SRA sequence metadata template
Template for SRA metadata submission:
Download the generic "Metadata spreadsheet with sample names" file from the NCBI Submission Templates page:
https://submit.ncbi.nlm.nih.gov/templates/
And follow the guidance in the following table:
PRO TIPS:
- If you have sequences to submit that belong to more than one BioProject, create a separate submission + metadata table for each of your BioProjects.
- Entering fastq filenames in the spreadsheet : On a Mac, you can directly copy the file names from the folder into a spreadsheet. This is not possible on a PC using copy and paste but can be done with some command-line operation.

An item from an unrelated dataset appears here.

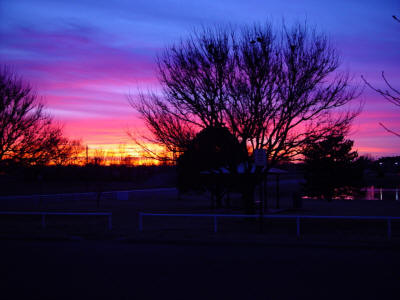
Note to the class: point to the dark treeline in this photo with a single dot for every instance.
(89, 178)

- Finally, it is important to develop a QA/QC step to make sure the files are associated with the correct sample name. For example, use a left function in excel to strip of the appended text in the file name and then use the exact match to make sure the name matches the sample name.
A | B | C |
---|---|---|
Field | Description | Example |
sample_name | Include the same ID here as you entered for "sample_name" in the BioSample submission template. Populate this field using the values in the PHA4GE specification for "specimen collector sample ID". | UT-12345 |
library_ID | The library name should be a unique ID relevant to your workflow. It can be an autogenerated ID from your LIMS system or a modification of your sample_name. Populate this field using the values in the PHA4GE specification for "library_id". | UT-12345.6 |
Title | Short, free text description that identifies the data on public pages. For Example: {methodology} of {organism}: {sample_name} | WGS of Salmonella enterica: UT-12345 |
library_strategy | Overall sequencing strategy or approach. Choose from NCBI pick list | See NCBI SRA pick list. (e.g. WGS) |
library_source | molecule type used to make the library | See NCBI SRA pick list. (e.g. Genomic) |
library_selection | Library capture method | See NCBI SRA pick list. (e.g. random, PCR) |
Library_layout | Choose from NCBI pick list | See NCBI SRA pick list, choose "paired" |
platform | Sequencing platform | See NCBI SRA pick list. (e.g., Illumina). |
instrument_model | Name of the sequencing instrument. | See NCBI SRA pick list. (e.g. Illumina MiSeq, iSeq 100) |
Design_description | Free text description of methods | |
Filetype | File format name for the raw sequence data Choose from NCBI pick list | See NCBI SRA pick list. (e.g. Fastq) |
Filename | include ALL of the files resulting from this library. **Add additional fields if there are more than two files (e.g. Filename3). Populate this field using the values in the PHA4GE specification for "r1 fastq filename". | genome_r1.fastq (*must be exact) |
Filename2 | genome_r2.fastq (*must be exact) Populate this field using the values in the PHA4GE specification for "r2 fastq filename". | genome_r2.fastq (*must be exact) |
Filename3-8 | list other fastq file names (e.g. for NextSeq data) |
Save the second sheet (SRA_data) as a TSV (tab-delimited file) for upload in the “SRA metadata” tab within the submission portal.
*NCBI should also accept the original excel formatted file.